Funny thing is, as Greg Mitchell over at Editor & Publisher points out, Brooks himself wasn’t among those “smart” commentators who were “sensibly responding” to what was actually going on – although Brooks of course fails to mention that in his piece. To the contrary, Brooks was front-and-center criticizing those commentators who were criticizing the war, the administration’s lack of preparedness, or both.
Mitchell has the whole story, chapter and verse. Go read it.
UPDATE (3/17): Brooks was on NPR this evening again explaining how terrible it was that Rumsfeld didn’t listen to clever pundits like him back in 2003, and how fortunate it is that Bush appears finally to have changed strategies for success in Iraq after getting it wrong until now. Funny thing is, he’s been saying exactly the same thing for years. From his column dated September 9, 2003 (reg’ req’d):
The policy ideas Bush sketched out [in a recent speech] represent such a striking series of policy shifts they amount to a virtual relaunching of the efforts to rebuild Iraq…. Bush has finally signaled that the U.S. is going to hand over real authority to newly selected Iraqi ministers.

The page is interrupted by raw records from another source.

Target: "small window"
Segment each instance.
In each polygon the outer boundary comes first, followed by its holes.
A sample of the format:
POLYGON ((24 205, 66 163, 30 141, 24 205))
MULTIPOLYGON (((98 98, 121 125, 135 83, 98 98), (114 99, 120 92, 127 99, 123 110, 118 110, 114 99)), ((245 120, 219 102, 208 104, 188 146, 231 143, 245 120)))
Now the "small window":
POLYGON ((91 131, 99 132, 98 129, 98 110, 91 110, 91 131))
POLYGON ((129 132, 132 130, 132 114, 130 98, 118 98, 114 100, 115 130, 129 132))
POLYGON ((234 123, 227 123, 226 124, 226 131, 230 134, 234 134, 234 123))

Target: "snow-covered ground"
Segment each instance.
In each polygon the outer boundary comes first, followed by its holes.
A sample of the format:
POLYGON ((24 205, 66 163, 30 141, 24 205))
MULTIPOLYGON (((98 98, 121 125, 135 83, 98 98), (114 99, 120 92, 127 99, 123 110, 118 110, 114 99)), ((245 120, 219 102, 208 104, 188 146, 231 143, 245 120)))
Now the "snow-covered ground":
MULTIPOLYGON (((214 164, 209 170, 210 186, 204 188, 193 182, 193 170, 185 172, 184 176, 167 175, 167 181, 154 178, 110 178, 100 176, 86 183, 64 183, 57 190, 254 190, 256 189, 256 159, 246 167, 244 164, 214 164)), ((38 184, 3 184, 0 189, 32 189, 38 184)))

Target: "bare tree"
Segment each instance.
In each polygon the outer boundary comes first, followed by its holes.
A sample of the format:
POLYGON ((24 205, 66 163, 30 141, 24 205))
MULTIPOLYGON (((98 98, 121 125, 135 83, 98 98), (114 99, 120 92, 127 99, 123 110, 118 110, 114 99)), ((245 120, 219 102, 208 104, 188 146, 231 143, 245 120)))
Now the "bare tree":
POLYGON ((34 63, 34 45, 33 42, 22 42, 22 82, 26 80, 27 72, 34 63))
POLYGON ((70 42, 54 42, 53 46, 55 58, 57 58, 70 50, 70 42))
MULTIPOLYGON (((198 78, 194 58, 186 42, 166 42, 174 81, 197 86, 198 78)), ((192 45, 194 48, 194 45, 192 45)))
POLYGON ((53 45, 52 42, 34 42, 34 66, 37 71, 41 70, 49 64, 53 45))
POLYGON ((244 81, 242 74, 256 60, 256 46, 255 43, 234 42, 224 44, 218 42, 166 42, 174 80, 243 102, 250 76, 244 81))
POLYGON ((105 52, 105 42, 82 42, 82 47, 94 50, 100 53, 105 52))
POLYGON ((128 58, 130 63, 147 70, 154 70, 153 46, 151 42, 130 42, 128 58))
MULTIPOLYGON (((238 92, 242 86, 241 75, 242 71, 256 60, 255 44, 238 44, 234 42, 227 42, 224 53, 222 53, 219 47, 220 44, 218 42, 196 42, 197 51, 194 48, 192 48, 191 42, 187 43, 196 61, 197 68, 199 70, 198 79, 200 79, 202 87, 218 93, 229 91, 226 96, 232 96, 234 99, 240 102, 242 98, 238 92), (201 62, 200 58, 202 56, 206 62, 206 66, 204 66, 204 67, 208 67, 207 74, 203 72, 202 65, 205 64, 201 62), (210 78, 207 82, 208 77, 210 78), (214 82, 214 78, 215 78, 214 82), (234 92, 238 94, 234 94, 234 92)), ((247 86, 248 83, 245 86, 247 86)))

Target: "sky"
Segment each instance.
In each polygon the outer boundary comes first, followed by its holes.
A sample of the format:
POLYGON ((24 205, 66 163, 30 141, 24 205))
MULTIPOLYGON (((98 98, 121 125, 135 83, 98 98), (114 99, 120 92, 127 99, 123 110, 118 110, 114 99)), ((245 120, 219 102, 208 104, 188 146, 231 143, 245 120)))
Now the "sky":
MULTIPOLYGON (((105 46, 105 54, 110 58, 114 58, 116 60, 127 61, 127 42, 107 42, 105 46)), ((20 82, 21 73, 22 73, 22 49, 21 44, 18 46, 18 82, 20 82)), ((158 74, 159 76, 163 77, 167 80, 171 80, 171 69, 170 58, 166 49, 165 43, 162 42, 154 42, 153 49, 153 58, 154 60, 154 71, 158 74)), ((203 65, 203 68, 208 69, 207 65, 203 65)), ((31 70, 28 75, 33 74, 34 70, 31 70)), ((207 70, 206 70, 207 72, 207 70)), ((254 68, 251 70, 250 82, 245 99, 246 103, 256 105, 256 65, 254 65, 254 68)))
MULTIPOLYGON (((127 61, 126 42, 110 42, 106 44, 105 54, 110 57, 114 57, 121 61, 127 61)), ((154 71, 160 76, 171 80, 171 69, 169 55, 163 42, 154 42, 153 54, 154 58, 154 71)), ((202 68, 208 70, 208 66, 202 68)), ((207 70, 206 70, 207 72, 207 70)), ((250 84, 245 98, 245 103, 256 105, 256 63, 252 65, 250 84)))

Yesterday, Bremer released a seven-step process for handing power back to the Iraqis that reads like a treatment program for Imperialists Anonymous. If this process is carried out, Americans administrators will be serving Iraqi executives, not the other way around…. The essential news is that Bush will do whatever it takes to prevail, and senior members of his administration are capable of looking honestly at their mistakes.
What rubbish. David Brooks has been peddling this line for three years. It wasn’t true then, and it isn’t true now.